HBV infection is a serious global health problem despite the advent of effective vaccines. The ability to develop and preserve an efficient HBV-specific adaptive immune cell network is thought to represent the most important discriminatory factor between HBV control or chronicity where the successful control of HBV infection requires an integrated activation of both the cellular and humoral arms of the adaptive immune response and that the failure of one of them clearly affects the expansion and protective efficacy of the others.
Vitamin D is a group of fat-soluble steroid hormone that can modulate the innate and adaptive immune responses and its deficiency causes an increased susceptibility to Hepatitis B viral infection. Serum concentration of vitamin D has recently been proposed as a novel predictor of response to antiviral treatment in chronic hepatitis infection.
The present study aimed to elucidate the effect of Vitamin D supplementation and UVB lamb exposure on short and long term performance of hepatitis B vaccine by assessment of HBs Abs isotypes (IgM, IgG& IgA) and their avidity.
The study was conducted on a total of 20 New Zealand rabbits that were randomly divided into 4 groups. The first 3 groups were intramuscularly immunized with commercially available recombinant HBsAg where rabbits in the first group were left as un-manipulated rabbits while the rest were either exposed to UVB or supplemented with commercially available vitamin D (10 rabbits; 5 each). At week zero as well as 1 week following each booster dose, rabbits were bled in order to obtain peripheral blood for parallel assessment of both vitamin D and different isotypes (IgM, IgG and IgA) of anti-HBsAg.
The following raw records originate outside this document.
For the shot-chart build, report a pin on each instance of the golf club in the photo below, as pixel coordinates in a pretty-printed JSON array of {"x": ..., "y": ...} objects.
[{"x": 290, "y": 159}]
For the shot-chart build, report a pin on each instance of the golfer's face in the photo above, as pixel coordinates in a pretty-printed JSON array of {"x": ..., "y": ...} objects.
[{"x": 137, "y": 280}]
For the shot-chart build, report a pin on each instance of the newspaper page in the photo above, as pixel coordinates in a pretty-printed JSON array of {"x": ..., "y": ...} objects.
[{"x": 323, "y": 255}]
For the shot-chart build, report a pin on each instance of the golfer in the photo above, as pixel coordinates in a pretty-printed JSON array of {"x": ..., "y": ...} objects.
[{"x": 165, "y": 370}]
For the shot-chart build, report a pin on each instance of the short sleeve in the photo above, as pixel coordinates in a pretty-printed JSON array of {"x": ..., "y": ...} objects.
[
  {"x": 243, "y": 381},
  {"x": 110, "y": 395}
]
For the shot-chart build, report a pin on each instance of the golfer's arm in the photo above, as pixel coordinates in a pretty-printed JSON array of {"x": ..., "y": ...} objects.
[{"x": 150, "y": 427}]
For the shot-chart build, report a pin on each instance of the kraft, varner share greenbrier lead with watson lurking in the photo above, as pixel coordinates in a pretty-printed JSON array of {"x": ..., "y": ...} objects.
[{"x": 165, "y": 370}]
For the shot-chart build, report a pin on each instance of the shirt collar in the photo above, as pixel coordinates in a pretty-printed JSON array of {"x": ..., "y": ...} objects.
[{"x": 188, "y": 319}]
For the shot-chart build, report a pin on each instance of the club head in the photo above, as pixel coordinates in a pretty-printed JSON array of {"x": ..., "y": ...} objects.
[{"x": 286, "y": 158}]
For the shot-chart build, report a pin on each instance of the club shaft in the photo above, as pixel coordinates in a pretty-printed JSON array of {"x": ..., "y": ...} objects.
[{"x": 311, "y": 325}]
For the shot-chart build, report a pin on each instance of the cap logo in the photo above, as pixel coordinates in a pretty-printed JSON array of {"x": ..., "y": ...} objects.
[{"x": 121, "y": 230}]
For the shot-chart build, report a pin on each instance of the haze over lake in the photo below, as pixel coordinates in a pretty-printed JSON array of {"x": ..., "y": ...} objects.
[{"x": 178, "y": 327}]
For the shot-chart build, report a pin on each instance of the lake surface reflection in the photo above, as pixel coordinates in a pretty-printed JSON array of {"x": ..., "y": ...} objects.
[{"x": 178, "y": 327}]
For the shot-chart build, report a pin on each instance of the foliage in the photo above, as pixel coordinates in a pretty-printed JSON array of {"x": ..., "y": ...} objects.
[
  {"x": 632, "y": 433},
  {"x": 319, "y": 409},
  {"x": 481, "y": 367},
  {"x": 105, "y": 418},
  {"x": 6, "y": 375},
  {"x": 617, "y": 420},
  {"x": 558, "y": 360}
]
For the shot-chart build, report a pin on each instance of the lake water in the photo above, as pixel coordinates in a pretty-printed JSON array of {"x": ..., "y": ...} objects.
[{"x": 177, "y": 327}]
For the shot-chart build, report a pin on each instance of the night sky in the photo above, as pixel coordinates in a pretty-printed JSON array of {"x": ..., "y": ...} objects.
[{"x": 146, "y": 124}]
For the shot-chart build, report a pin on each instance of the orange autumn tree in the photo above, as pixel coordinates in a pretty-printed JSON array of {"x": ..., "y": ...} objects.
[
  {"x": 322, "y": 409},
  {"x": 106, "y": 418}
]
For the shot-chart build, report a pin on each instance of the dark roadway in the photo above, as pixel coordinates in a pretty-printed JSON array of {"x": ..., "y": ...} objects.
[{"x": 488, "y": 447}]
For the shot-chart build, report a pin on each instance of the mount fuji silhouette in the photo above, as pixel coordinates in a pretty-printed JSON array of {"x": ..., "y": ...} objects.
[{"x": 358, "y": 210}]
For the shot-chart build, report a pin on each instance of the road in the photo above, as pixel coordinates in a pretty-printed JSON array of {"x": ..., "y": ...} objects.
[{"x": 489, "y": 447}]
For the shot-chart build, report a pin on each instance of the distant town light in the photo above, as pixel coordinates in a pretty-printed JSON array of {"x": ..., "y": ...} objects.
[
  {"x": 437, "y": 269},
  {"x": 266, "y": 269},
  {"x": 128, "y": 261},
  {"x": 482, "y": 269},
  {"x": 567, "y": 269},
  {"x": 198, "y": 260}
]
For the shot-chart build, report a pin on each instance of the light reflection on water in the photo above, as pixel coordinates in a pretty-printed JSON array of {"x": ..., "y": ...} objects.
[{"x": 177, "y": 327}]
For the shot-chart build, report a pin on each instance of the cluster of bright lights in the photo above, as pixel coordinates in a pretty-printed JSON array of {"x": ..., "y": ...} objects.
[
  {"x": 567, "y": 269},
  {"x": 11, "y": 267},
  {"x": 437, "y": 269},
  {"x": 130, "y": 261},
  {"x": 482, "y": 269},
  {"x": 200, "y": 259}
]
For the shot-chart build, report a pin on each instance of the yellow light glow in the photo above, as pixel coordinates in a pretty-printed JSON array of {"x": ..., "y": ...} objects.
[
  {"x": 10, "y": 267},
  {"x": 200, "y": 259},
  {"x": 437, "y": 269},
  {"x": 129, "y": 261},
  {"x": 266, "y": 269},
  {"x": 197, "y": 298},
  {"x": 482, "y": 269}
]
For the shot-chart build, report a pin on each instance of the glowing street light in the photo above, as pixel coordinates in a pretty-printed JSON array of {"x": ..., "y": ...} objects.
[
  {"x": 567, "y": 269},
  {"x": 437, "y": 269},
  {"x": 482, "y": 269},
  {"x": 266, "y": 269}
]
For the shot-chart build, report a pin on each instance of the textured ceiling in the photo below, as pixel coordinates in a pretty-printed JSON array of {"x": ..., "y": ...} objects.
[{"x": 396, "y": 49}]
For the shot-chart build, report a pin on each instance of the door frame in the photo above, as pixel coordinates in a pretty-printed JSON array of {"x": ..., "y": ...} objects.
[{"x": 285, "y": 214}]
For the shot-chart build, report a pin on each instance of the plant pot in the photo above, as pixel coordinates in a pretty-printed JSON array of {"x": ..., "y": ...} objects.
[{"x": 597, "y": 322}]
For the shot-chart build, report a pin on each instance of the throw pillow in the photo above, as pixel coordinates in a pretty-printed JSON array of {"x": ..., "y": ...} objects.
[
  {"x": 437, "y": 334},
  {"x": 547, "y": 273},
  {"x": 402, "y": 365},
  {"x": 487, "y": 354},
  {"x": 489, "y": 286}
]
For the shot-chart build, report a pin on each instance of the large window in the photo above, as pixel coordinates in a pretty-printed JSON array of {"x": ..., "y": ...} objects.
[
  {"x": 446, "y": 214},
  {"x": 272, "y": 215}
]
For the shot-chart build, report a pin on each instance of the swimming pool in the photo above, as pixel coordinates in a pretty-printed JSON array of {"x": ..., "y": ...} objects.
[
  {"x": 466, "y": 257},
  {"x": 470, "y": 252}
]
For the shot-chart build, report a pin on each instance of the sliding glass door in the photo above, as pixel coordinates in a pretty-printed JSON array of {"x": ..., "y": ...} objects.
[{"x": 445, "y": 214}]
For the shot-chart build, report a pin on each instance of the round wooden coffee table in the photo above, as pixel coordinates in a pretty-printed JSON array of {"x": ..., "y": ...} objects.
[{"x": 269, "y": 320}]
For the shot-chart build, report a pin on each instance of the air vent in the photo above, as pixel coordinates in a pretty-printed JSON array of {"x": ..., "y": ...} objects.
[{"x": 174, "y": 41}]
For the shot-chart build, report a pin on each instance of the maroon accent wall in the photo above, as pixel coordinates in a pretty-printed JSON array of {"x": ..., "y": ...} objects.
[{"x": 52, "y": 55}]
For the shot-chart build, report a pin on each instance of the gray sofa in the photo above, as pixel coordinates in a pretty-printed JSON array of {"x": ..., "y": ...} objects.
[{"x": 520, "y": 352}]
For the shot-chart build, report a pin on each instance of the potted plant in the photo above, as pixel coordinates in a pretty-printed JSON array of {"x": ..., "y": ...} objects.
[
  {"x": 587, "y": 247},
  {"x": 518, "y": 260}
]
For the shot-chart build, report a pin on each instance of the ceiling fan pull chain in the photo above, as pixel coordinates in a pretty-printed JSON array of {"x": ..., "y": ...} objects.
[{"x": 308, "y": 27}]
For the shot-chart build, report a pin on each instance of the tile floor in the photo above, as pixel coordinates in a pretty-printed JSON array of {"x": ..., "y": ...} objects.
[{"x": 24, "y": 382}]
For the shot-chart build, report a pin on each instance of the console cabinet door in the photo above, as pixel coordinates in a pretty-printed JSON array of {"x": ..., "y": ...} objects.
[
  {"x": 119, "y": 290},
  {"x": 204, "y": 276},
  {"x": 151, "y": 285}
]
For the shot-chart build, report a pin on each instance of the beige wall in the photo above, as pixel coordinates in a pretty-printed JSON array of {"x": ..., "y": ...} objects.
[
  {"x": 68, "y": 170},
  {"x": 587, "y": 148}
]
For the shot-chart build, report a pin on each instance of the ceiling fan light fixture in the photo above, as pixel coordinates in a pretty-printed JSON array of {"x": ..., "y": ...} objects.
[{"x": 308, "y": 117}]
HBsAb isotypes IgG, IgM and IgA were monitored in rabbit sera by an indirect home enzyme linked immunosorbent assay (ELISA). At various intervals after HBsAg immunization, sera belonging to various rabbit groups were assayed for both antibody isotype levels as well as the antibody avidity testing; in order to evaluate the strength of binding between the immunizing HBsAg and its corresponding HBsAb.
The present study revealed that there was a statistical significant difference in the mean of vitamin D serum concentrations between the studied groups, where mean vitamin D concentrations was higher in UVB exposed groups compared to vitamin D supplemented group during the short and long time intervals.
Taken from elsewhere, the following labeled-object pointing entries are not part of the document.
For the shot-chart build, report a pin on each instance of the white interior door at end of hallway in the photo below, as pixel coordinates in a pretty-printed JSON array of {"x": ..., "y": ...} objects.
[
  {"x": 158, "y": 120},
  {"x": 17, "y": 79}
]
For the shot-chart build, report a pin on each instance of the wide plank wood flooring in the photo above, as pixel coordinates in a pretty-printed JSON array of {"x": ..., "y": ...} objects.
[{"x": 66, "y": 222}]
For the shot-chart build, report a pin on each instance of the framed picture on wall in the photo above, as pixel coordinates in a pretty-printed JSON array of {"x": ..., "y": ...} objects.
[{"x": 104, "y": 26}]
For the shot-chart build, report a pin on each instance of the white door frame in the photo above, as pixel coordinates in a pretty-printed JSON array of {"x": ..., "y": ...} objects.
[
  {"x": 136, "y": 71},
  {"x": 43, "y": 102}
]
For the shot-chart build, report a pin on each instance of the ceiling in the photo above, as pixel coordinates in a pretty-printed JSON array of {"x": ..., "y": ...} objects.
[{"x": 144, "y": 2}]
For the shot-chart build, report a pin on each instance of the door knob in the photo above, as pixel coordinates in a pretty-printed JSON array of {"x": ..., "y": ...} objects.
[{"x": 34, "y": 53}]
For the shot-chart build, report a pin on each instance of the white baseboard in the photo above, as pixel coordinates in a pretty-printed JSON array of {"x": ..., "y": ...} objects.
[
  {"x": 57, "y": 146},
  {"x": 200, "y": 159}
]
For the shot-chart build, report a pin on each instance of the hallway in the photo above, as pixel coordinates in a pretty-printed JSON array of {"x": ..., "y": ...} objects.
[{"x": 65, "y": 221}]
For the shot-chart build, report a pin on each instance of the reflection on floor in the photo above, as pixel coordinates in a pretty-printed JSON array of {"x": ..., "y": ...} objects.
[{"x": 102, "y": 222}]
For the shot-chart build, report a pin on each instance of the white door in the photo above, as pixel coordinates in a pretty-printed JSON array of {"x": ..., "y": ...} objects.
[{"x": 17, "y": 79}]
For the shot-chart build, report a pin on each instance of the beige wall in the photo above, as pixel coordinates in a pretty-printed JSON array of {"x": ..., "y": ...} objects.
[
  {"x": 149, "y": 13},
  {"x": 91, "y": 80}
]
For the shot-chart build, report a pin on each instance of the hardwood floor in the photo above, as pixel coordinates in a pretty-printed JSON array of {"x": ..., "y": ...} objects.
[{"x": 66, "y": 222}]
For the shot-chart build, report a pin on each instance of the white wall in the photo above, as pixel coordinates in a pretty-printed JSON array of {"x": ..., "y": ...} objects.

Our results showed that there was a statistical significant difference in the mean of IgG and IgA anti-HBsAg serum concentrations between the studied groups, where means of IgG and IgA anti-HBsAg serum concentrations were significantly higher in un-manipulated rabbits compared to vitamin D supplemented and UVB exposed rabbits, whereas IgM anti-HBsAg results did not show any significant variations.
The results revealed that IgG anti-HBsAg and vitamin D serum concentrations were positively correlated in un-manipulated group at week 3 and 7, while in UVB exposed group, they were negatively correlated at week 3. Regarding IgM anti-HBsAg results, they were negatively correlated at week 3 in UVB exposed rabbit, however no correlation was
observed between vitamin D and IgA anti-HBsAg. Referring to avidity results, IgG avidity and vitamin D were positively correlated in vitamin D supplemented group at week 3
On the other hand, IgM avidity % were negatively correlated with vitamin Din un-manipulated group and UVB exposed rabbits at weeks 4 and 5, respectively.
It was concluded that sufficient circulating serum vitamin D levels achieve premium immune response following HBV vaccine schedule through its immune regulation mechanism.